Itsy stopped talking and took a long look at Cooper.

She sat down on the floor. “So it’s my job…” Itsy felt the pain at the back of her neck pulse through to her chest. “My goodness? Is it time already?”

And then Itsy, with one frail hand, covered Cooper’s mouth. “Don’t be scared, Cooper. You won’t die. I’m no killer. But I can’t let you leave here remembering anything. So I have to try the Forgetting spell one more time. Only this time, I have to make sure it’s completely binding and can never be undone. So I’m taking your memories with me, Cooper. It’s the only way.”
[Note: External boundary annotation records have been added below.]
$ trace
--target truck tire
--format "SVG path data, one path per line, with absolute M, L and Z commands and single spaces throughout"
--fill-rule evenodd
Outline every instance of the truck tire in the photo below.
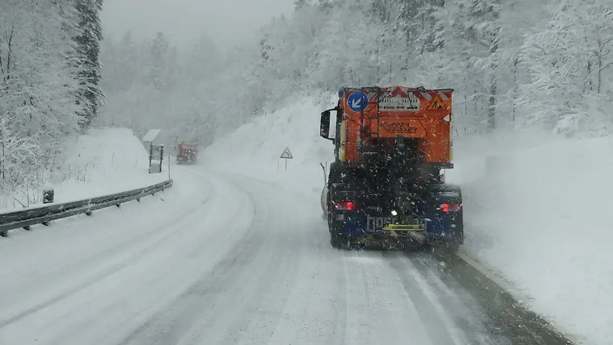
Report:
M 347 250 L 351 249 L 349 237 L 346 235 L 338 233 L 335 231 L 330 232 L 330 245 L 333 248 L 337 249 Z

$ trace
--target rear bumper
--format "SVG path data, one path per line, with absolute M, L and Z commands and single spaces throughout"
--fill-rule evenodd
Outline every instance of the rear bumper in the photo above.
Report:
M 335 212 L 332 215 L 337 223 L 336 229 L 341 235 L 349 236 L 357 241 L 416 240 L 427 243 L 453 241 L 462 244 L 463 231 L 461 229 L 462 214 L 458 213 L 433 213 L 421 218 L 419 230 L 386 230 L 391 218 L 365 214 L 357 211 Z M 460 227 L 459 230 L 458 227 Z

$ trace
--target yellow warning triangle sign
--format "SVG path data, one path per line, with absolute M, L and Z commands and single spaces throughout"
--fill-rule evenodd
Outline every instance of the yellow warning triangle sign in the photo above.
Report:
M 443 103 L 443 100 L 441 100 L 441 96 L 436 95 L 434 97 L 434 100 L 432 100 L 432 104 L 430 106 L 430 109 L 444 109 L 445 105 Z
M 292 156 L 292 153 L 289 152 L 289 148 L 287 146 L 285 147 L 285 150 L 283 150 L 283 153 L 281 154 L 281 157 L 280 158 L 285 158 L 286 159 L 293 159 L 294 156 Z

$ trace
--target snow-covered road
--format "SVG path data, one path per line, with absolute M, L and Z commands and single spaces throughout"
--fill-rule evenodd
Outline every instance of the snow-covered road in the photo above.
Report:
M 140 203 L 0 242 L 0 344 L 519 344 L 425 254 L 332 249 L 319 200 L 173 167 Z

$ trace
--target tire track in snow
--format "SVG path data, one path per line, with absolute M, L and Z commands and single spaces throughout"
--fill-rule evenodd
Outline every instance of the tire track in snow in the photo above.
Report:
M 251 195 L 250 203 L 254 207 L 252 216 L 257 214 L 257 205 Z M 230 220 L 228 219 L 228 223 Z M 216 263 L 210 272 L 202 276 L 180 296 L 162 310 L 135 330 L 118 345 L 178 344 L 189 334 L 194 323 L 203 314 L 210 313 L 216 303 L 214 299 L 232 280 L 240 277 L 240 270 L 251 262 L 257 254 L 256 250 L 264 238 L 253 233 L 253 222 L 245 235 L 239 240 L 229 256 Z M 226 296 L 235 298 L 235 296 Z M 223 305 L 223 301 L 215 301 Z M 218 315 L 215 314 L 215 317 Z
M 85 279 L 81 284 L 78 286 L 74 287 L 67 290 L 64 291 L 55 297 L 47 300 L 44 302 L 36 304 L 28 309 L 14 315 L 12 317 L 5 319 L 4 320 L 0 320 L 0 330 L 3 328 L 11 325 L 15 322 L 17 322 L 22 319 L 29 316 L 36 312 L 48 308 L 51 305 L 57 303 L 63 300 L 70 297 L 70 295 L 76 294 L 77 292 L 86 289 L 86 287 L 91 286 L 96 282 L 100 281 L 101 280 L 104 279 L 105 278 L 112 275 L 113 273 L 116 272 L 117 271 L 121 270 L 121 268 L 130 265 L 134 261 L 138 260 L 139 258 L 142 257 L 146 255 L 150 251 L 155 248 L 158 247 L 161 243 L 165 242 L 170 237 L 174 235 L 178 230 L 180 229 L 180 226 L 185 224 L 189 224 L 190 222 L 192 221 L 193 218 L 196 217 L 200 211 L 204 211 L 206 210 L 207 207 L 208 206 L 208 201 L 209 199 L 207 198 L 203 200 L 202 204 L 197 205 L 194 207 L 192 209 L 182 213 L 180 215 L 180 220 L 177 221 L 176 219 L 172 219 L 168 222 L 164 222 L 162 225 L 158 226 L 156 228 L 155 230 L 166 230 L 162 232 L 160 236 L 158 236 L 154 239 L 154 240 L 151 241 L 148 241 L 147 245 L 140 251 L 133 254 L 128 258 L 125 258 L 120 262 L 111 265 L 101 271 L 99 271 L 97 274 L 91 276 L 90 278 Z M 145 233 L 148 237 L 151 237 L 151 233 L 150 232 L 147 232 Z M 122 243 L 121 246 L 121 248 L 128 248 L 129 246 L 133 246 L 135 243 L 140 243 L 142 241 L 142 238 L 140 237 L 134 237 L 131 238 L 128 241 Z M 99 256 L 102 256 L 104 255 L 108 256 L 109 252 L 115 252 L 118 251 L 119 249 L 116 248 L 111 248 L 102 252 L 98 252 L 96 255 L 93 256 L 89 258 L 90 260 L 93 257 L 96 257 Z M 83 266 L 86 265 L 87 260 L 86 260 L 86 263 L 83 262 L 80 262 L 78 266 Z
M 458 327 L 446 316 L 438 297 L 430 289 L 427 278 L 419 272 L 413 260 L 397 254 L 386 252 L 384 256 L 390 267 L 397 272 L 426 327 L 432 343 L 437 345 L 467 343 L 466 339 L 462 339 L 461 333 L 458 332 Z

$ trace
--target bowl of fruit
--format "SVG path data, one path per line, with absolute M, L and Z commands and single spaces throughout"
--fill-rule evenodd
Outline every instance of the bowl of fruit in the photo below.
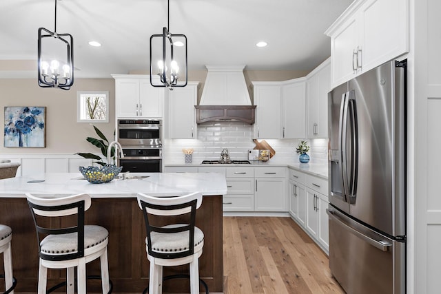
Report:
M 100 168 L 99 167 L 79 167 L 80 172 L 92 184 L 101 184 L 109 182 L 120 173 L 123 167 L 117 167 L 114 165 L 106 165 Z

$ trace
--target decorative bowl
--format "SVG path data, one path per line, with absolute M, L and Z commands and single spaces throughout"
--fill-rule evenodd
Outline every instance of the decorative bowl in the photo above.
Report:
M 123 167 L 117 167 L 114 165 L 106 165 L 100 168 L 99 167 L 79 167 L 79 169 L 88 180 L 92 184 L 101 184 L 102 182 L 109 182 L 121 171 Z

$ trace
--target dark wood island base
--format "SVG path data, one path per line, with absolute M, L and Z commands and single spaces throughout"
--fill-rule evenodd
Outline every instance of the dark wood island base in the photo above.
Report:
M 0 223 L 12 229 L 12 266 L 17 279 L 15 293 L 36 293 L 39 258 L 34 222 L 25 198 L 0 198 Z M 113 293 L 142 293 L 148 286 L 149 262 L 145 252 L 145 227 L 142 211 L 134 198 L 93 198 L 86 211 L 86 224 L 109 231 L 109 271 Z M 223 292 L 222 196 L 204 196 L 198 209 L 196 226 L 204 232 L 199 275 L 210 293 Z M 3 259 L 0 262 L 3 267 Z M 88 275 L 99 275 L 99 261 L 87 265 Z M 164 276 L 188 273 L 188 265 L 164 268 Z M 50 269 L 48 288 L 64 282 L 65 271 Z M 101 281 L 90 280 L 88 293 L 101 293 Z M 3 283 L 0 283 L 3 284 Z M 0 285 L 3 291 L 4 285 Z M 201 291 L 203 291 L 201 288 Z M 64 288 L 59 289 L 60 292 Z M 164 283 L 164 293 L 189 293 L 187 279 Z

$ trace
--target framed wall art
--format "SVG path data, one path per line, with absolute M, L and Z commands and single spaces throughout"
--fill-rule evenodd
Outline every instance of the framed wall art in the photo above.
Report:
M 6 147 L 45 147 L 46 107 L 5 107 Z

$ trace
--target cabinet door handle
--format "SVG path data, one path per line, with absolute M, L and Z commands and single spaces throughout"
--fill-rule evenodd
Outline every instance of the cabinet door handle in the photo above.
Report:
M 357 46 L 357 70 L 361 71 L 362 70 L 362 52 L 361 48 Z

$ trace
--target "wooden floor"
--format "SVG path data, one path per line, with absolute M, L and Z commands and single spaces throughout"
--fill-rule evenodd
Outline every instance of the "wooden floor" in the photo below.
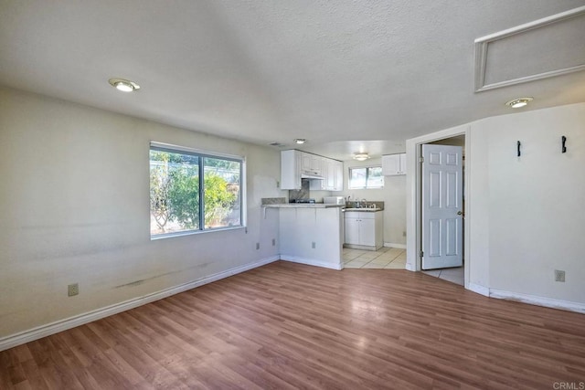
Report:
M 585 315 L 420 272 L 284 261 L 0 353 L 2 389 L 580 384 Z

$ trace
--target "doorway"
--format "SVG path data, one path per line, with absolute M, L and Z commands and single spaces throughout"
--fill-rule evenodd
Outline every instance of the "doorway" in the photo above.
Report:
M 420 163 L 422 157 L 423 144 L 455 145 L 463 148 L 463 160 L 469 161 L 469 126 L 459 126 L 452 129 L 428 134 L 416 139 L 407 141 L 407 163 L 409 172 L 414 173 L 407 175 L 407 269 L 412 271 L 423 271 L 422 256 L 422 164 Z M 462 175 L 462 213 L 469 210 L 470 199 L 466 196 L 466 185 L 470 177 L 470 170 L 463 168 Z M 410 176 L 410 177 L 409 177 Z M 463 218 L 462 218 L 463 219 Z M 429 274 L 447 279 L 458 284 L 463 284 L 465 288 L 469 285 L 469 269 L 471 259 L 469 258 L 469 235 L 465 230 L 469 224 L 462 221 L 463 231 L 463 250 L 462 256 L 463 265 L 462 268 L 446 268 L 427 271 Z M 467 219 L 469 222 L 469 219 Z M 462 276 L 463 275 L 463 276 Z M 463 281 L 462 281 L 463 279 Z

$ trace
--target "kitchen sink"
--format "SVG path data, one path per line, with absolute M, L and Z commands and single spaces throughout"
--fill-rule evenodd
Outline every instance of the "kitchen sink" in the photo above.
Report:
M 380 211 L 380 207 L 346 207 L 346 211 Z

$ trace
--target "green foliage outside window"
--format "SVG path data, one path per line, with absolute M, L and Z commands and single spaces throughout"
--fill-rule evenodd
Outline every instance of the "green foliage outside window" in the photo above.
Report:
M 240 162 L 157 150 L 151 150 L 150 161 L 152 235 L 241 225 Z

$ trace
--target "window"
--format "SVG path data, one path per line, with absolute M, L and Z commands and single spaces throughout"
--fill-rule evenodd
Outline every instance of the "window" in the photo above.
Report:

She applied pressure to his mouth while letting the constriction in her own chest pull at his soul. It didn’t take long.

Itsy laid her head in Cooper’s lap waiting for her death, waiting to see the blankness of the spell envelop his eyes. Her soft silver curls fell gently across his legs. Then, there it was, the look. A wave of anguish, a kind of empty sorrow she’d never felt. It was Cooper’s soul. Free and yet not free. “Forgive me?” she asked. “Please forgive me, Mama? Henry? George? I did it for Elly!”